Waghorn lifted his piercing eyes and regarded him with grave disapproval.

“I am no sexton, sir, you mistake my calling,” he said.

“Your pardon! but, in truth, you look like a sexton, there is an air of graves and mould about you, of skulls and crossbones,” replied Norton, laughing. “Perhaps, however, sexton or no, you can tell me the name of the Vicar, for I am a stranger here, and have just spoken with him and his daughter.”

“The Vicar is the son of that vile prelate, Bishop Coke, who lives in palaces while the poor starve, one of the hirelings that devour the flock, one of those twelve prelates who sought to break the law of the land, and were justly cast into the Tower. Would that they had remained there,” said the Puritan, bitterly.

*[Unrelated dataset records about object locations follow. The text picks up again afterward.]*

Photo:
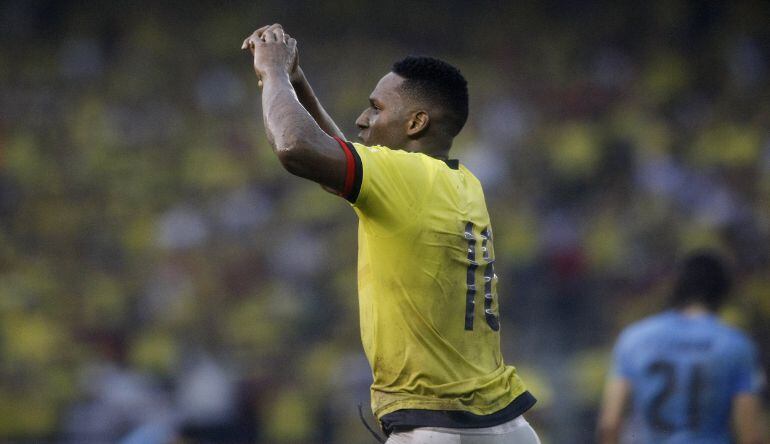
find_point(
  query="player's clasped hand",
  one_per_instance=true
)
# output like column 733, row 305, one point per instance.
column 274, row 51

“And this son of his, your Vicar, doth he share the Bishop’s views?”

“I know not,” said Waghorn, and an expression of genuine perplexity dawned in his eyes. “He did feed Massey’s men t’other day when they were cold and hungry.”

“The devil he did?” exclaimed Norton. “Doth he then side with the Parliament?”

“In truth, sir, he is one that hates the war, but whether he thinks one side better than the other I know not. As for the lady, she is no daughter of his, but his niece, Mistress Hilary Unett, and she, I understand, hates all godly Puritans, and favours such godless men as Prince Rupert and Prince Maurice. I speak over-freely, however, for I see you are a King’s officer.”

“Nay, man, I like the freedom of your speech,” said Norton, with a laugh. “Judging by your looks I took you for a man of few words, but, beshrew me! you are as good a talker as I have met in these parts.”

“Out of the abundance of the heart the mouth speaketh,” said Waghorn. “My thoughts are ever of how to thwart those who are half-hearted in the work of the Lord, those who would keep crosses standing because, forsooth, they are old. Many things are old yet have to be utterly destroyed. The brazen serpent was old, yet, when the people bowed down to it, then it had to be ground to powder. And so shall it be now, in spite of the Vicar. All he cares for is its great antiquity—if a heathen idol were brought across the seas, and if it were curiously wrought, I trow the Vicar would be right proud to place it among his hoards, and he and Mr. Silas Taylor would try to make out its age and its history, as they do with their vain stones, and their bones of those that be dead and gone.”